Nasional

Antropolog Budaya: Pernyataan Arya Wedakarna Tak Wakili Populisme di Bali

Jum, 5 Januari 2024 | 20:30 WIB

Antropolog Budaya: Pernyataan Arya Wedakarna Tak Wakili Populisme di Bali

Guru Besar Antropolog Budaya dari Universitas Negeri Hindu, I Nyoman Yoga Segara. (Foto: dok. pribadi)

Jakarta, NU Online

Guru Besar Antropolog Budaya dari Universitas Negeri Hindu I Nyoman Yoga Segara menilai pernyataan Arya Wedakarna atas ketidaksetujuannya terhadap penampilan frontline Bandara Ngurah Rai Bali yang menggunakan jilbab dianggap tidak merepresentasikan populisme di Bali.


"Pernyataan Arya itu tidak dapat dianggap mewakili populisme di Bali, dan tidak boleh digeneralisasi. Sebab penolakan juga diajukan oleh sebagian besar orang Bali sendiri," kata Segara kepada NU Online, Jumat (5/1/2024).


Segara menilai jika pernyataan Arya Wedakarna memiliki agenda politik tak seharusnya memanfaatkan sentimen politik identitas berdasarkan suku, agama, dan ras (Sara).


"Namun jika pernyataan itu memiliki agenda politik misalnya, karena beliau sedang mencalonkan diri sebagai Senator DPD, maka tidak tepat pula dengan memanfaatkan sentimen identitas berdasarkan suku, agama, ras (SARA)," ungkapnya.


Segara menyoroti pergeseran dari eksploitasi emosi keagamaan untuk keuntungan politik yang dinilai tak tepat.


"Saat ini emosi keagamaan tampaknya mulai tidak laku lagi dijual untuk dikapitalisasi menjadi keuntungan politik. Eranya sudah berlalu, residunya juga sudah tidak sekuat pada 2017 saat Pilgub Jakarta dan 2019 saat Pilpres," jelasnya.


Ia meyakini generasi saat ini lebih cerdas secara politik tak perlu menggunakan metode kontroversial yang tidak memberikan manfaat pada identitas Bali dan agama Hindu. 


"Masyarakat kita sudah mulai cerdas dan melek literasi politik, terlebih para pemilih kita saat ini dikuasai generasi milenial dan Gen Z yang kritis dan tidak percaya begitu saja pada satu isu," tutur Segara.
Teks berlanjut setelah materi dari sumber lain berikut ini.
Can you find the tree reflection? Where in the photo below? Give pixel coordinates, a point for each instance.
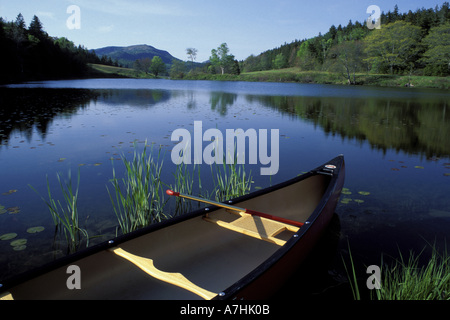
(402, 124)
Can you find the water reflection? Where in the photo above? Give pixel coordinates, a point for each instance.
(409, 125)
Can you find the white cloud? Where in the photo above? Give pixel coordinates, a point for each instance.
(127, 8)
(105, 29)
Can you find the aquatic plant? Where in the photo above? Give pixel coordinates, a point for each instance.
(184, 183)
(35, 229)
(407, 279)
(230, 180)
(139, 196)
(66, 218)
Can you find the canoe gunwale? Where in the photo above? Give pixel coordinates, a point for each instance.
(337, 175)
(231, 291)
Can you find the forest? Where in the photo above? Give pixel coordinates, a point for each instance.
(412, 43)
(407, 43)
(29, 53)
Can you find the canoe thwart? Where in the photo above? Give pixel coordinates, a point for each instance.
(176, 279)
(255, 226)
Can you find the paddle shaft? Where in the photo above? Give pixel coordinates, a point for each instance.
(227, 206)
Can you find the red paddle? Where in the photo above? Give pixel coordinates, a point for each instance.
(223, 205)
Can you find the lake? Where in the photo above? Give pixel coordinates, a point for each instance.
(395, 142)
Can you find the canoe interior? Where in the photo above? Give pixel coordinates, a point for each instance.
(208, 255)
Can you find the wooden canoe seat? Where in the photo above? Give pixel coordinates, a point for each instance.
(176, 279)
(254, 226)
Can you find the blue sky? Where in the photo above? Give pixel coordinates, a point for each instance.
(247, 26)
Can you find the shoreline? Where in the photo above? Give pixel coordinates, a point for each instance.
(289, 75)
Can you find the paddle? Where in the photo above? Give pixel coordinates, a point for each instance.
(227, 206)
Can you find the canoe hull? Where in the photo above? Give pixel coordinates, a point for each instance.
(231, 264)
(284, 264)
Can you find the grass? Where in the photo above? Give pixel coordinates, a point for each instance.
(293, 74)
(407, 279)
(65, 214)
(139, 196)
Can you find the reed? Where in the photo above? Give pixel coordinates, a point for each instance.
(65, 214)
(139, 196)
(407, 279)
(230, 181)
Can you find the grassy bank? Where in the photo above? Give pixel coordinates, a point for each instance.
(321, 77)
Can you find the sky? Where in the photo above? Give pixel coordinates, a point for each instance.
(247, 26)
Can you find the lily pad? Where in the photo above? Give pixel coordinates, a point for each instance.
(18, 242)
(13, 210)
(8, 236)
(35, 229)
(9, 192)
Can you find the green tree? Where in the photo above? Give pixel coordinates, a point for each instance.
(438, 48)
(157, 66)
(279, 62)
(394, 46)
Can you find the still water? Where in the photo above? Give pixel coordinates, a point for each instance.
(395, 141)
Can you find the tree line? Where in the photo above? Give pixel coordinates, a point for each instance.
(29, 53)
(413, 42)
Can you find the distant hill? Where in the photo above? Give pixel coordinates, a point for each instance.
(126, 56)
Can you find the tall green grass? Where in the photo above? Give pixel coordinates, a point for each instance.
(230, 181)
(139, 196)
(408, 279)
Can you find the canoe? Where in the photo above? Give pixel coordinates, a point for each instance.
(211, 253)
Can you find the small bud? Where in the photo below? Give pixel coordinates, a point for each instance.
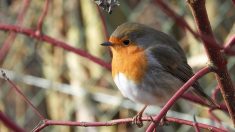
(107, 5)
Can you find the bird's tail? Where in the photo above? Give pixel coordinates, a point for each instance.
(199, 91)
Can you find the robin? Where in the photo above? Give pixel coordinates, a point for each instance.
(149, 66)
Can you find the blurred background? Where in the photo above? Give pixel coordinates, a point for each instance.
(65, 86)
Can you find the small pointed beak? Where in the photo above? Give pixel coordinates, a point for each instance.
(106, 44)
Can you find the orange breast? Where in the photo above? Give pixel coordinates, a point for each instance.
(130, 60)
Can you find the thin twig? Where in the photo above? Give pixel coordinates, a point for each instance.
(12, 35)
(42, 17)
(10, 124)
(229, 47)
(217, 59)
(31, 33)
(181, 22)
(122, 121)
(195, 124)
(17, 89)
(177, 95)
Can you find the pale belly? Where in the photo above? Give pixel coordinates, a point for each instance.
(131, 90)
(136, 93)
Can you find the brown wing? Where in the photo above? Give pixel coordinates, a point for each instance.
(178, 67)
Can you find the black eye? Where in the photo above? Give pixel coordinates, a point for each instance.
(126, 42)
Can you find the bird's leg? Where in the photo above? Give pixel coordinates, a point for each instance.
(137, 119)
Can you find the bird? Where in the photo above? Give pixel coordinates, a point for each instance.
(149, 66)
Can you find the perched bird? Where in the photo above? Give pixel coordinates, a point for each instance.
(149, 66)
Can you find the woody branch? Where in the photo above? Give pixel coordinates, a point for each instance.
(215, 55)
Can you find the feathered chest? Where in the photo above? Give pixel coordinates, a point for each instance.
(130, 61)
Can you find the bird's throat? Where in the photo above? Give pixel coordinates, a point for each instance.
(131, 62)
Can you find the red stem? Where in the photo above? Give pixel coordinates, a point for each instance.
(197, 100)
(228, 46)
(11, 37)
(176, 96)
(42, 37)
(181, 22)
(17, 89)
(195, 125)
(10, 124)
(103, 23)
(122, 121)
(215, 118)
(216, 57)
(42, 17)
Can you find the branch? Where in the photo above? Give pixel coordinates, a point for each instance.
(228, 46)
(197, 100)
(181, 22)
(42, 17)
(218, 61)
(17, 89)
(10, 124)
(11, 37)
(42, 37)
(176, 96)
(46, 123)
(103, 23)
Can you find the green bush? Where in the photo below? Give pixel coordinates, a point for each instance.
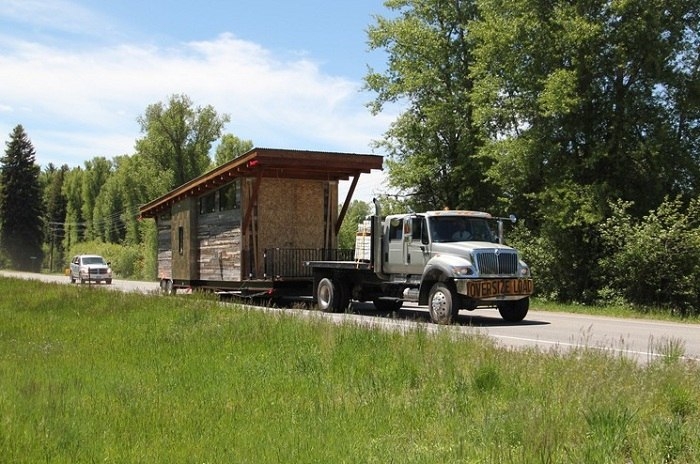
(654, 261)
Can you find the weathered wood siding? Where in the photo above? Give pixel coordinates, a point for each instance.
(165, 248)
(219, 239)
(184, 259)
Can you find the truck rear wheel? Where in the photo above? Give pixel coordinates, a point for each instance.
(514, 311)
(442, 303)
(331, 298)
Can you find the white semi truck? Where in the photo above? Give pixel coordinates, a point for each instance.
(447, 260)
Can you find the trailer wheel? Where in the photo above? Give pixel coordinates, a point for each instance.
(332, 298)
(442, 303)
(514, 311)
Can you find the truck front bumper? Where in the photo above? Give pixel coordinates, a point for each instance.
(495, 289)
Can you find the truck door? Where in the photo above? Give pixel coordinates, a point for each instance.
(417, 247)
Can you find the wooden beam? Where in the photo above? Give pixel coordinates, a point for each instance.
(346, 204)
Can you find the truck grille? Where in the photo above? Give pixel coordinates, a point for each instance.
(497, 262)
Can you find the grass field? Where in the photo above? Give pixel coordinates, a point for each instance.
(90, 375)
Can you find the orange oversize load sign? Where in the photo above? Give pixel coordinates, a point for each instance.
(480, 289)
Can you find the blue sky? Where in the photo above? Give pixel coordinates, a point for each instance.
(77, 73)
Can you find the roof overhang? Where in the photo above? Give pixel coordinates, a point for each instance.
(268, 162)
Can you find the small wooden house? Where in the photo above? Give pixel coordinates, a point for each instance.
(255, 218)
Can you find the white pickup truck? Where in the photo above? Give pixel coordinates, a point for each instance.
(446, 260)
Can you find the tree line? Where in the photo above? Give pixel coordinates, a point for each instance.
(49, 215)
(583, 118)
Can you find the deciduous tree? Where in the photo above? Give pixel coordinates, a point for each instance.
(178, 138)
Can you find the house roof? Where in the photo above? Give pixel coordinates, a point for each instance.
(270, 162)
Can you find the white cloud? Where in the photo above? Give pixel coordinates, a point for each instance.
(83, 101)
(53, 15)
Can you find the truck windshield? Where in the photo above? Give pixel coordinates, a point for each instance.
(460, 229)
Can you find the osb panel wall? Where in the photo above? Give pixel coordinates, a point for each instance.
(219, 238)
(165, 250)
(291, 214)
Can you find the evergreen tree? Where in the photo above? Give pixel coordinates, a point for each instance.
(21, 204)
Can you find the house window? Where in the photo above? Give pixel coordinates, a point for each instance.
(207, 203)
(229, 197)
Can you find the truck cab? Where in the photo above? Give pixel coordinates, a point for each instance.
(446, 260)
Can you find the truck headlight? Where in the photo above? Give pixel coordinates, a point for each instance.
(524, 269)
(462, 271)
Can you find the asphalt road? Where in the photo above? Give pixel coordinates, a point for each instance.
(642, 340)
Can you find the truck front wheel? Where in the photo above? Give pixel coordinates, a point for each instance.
(442, 303)
(331, 298)
(514, 311)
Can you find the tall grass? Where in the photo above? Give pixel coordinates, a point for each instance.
(90, 375)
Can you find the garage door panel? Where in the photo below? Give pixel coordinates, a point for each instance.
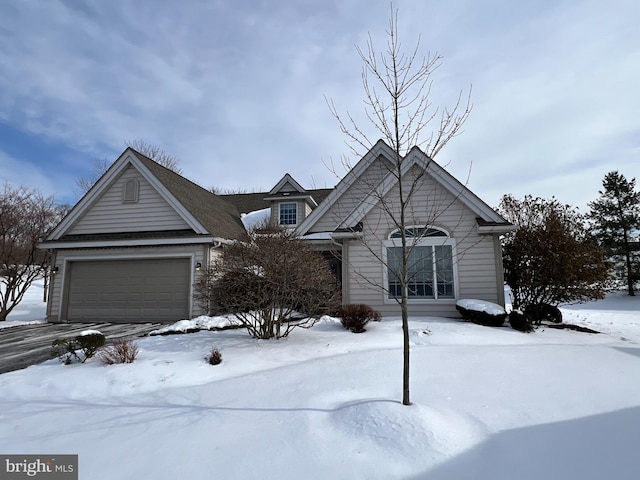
(129, 290)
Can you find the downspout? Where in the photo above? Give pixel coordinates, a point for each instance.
(497, 248)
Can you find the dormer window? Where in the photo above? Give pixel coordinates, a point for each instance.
(130, 191)
(288, 213)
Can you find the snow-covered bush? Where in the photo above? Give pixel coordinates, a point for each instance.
(544, 311)
(355, 316)
(87, 343)
(482, 312)
(214, 357)
(121, 351)
(521, 321)
(272, 282)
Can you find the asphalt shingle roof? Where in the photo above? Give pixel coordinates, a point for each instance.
(219, 217)
(250, 202)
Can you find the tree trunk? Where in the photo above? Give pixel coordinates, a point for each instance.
(406, 399)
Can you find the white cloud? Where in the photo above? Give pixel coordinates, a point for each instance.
(236, 89)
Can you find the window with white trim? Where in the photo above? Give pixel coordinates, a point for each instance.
(288, 213)
(430, 265)
(130, 191)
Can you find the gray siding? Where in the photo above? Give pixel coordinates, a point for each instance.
(431, 205)
(352, 197)
(110, 214)
(198, 253)
(301, 211)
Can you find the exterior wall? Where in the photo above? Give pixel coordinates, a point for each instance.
(198, 253)
(475, 255)
(352, 197)
(111, 214)
(301, 211)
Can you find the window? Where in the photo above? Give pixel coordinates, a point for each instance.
(430, 265)
(130, 191)
(288, 214)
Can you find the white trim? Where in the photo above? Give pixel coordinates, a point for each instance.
(493, 229)
(128, 157)
(421, 242)
(282, 182)
(439, 174)
(131, 243)
(122, 256)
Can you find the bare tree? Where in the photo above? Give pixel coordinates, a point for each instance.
(26, 216)
(272, 281)
(100, 166)
(157, 154)
(397, 89)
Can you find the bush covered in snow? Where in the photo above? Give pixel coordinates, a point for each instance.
(544, 311)
(87, 344)
(482, 312)
(122, 351)
(270, 281)
(214, 357)
(354, 317)
(521, 321)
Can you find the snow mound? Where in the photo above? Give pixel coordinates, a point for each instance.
(386, 427)
(202, 322)
(481, 306)
(89, 332)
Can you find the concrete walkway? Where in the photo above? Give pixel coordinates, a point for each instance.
(25, 345)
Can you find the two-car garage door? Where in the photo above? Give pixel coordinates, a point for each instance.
(140, 290)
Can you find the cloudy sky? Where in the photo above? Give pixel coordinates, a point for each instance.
(236, 89)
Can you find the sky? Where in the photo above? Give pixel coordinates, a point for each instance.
(237, 90)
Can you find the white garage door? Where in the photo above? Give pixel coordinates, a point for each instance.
(128, 290)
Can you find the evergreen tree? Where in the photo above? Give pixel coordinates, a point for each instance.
(616, 218)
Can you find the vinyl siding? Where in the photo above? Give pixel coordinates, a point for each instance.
(431, 205)
(352, 197)
(110, 214)
(198, 253)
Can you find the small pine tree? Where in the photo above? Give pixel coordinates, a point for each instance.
(615, 217)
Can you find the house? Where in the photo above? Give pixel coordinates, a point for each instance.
(131, 249)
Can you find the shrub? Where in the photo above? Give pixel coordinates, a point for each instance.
(272, 281)
(521, 321)
(544, 311)
(215, 357)
(481, 312)
(354, 317)
(66, 349)
(121, 351)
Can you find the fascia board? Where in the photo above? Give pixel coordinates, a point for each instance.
(168, 196)
(93, 194)
(127, 243)
(380, 148)
(283, 181)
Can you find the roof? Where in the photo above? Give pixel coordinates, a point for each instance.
(220, 218)
(251, 202)
(495, 222)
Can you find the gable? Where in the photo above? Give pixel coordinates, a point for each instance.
(373, 178)
(349, 194)
(431, 204)
(112, 211)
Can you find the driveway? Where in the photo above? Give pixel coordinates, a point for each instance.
(25, 345)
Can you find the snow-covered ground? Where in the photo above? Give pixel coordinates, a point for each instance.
(489, 403)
Sebagai perwakilan rakyat Bali, Segara berharap Arya lebih fokus memberikan inspirasi dan teladan, menjadi penyambung yang baik untuk memenuhi kebutuhan masyarakat, daripada memprovokasi. Terlebih lagi, pemerintah tengah gencar membumikan moderasi beragama sebagai gerakan bersama.


"Sebagai rakyat Bali yang diwakilinya, saya hanya berharap, Arya dalam setiap ucapan dan tindakannya lebih banyak memberikan inspirasi, teladan, menjadi penyambung yang baik untuk memenuhi kebutuhan masyarakat, bukan sebaliknya memprovokasi," imbuhnya.


Dalam konteks ini, masyarakat Bali diharapkan mendapatkan manfaat dari tindakan yang lebih mengedepankan nilai-nilai positif dan membangun, daripada menggunakan cara kontroversial yang tidak dianggap memberi manfaat pada identitas Bali dan Hindu.


"Saya sama sekali tidak merasa identitas Bali dan Hindu mendapatkan manfaat dengan cara-cara kontroversial seperti ini. Kami orang Bali dididik untuk terus belajar menjalankan laku agama sebaik-baiknya, bukan mengagungkan atribut dan properti agama," pungkasnya.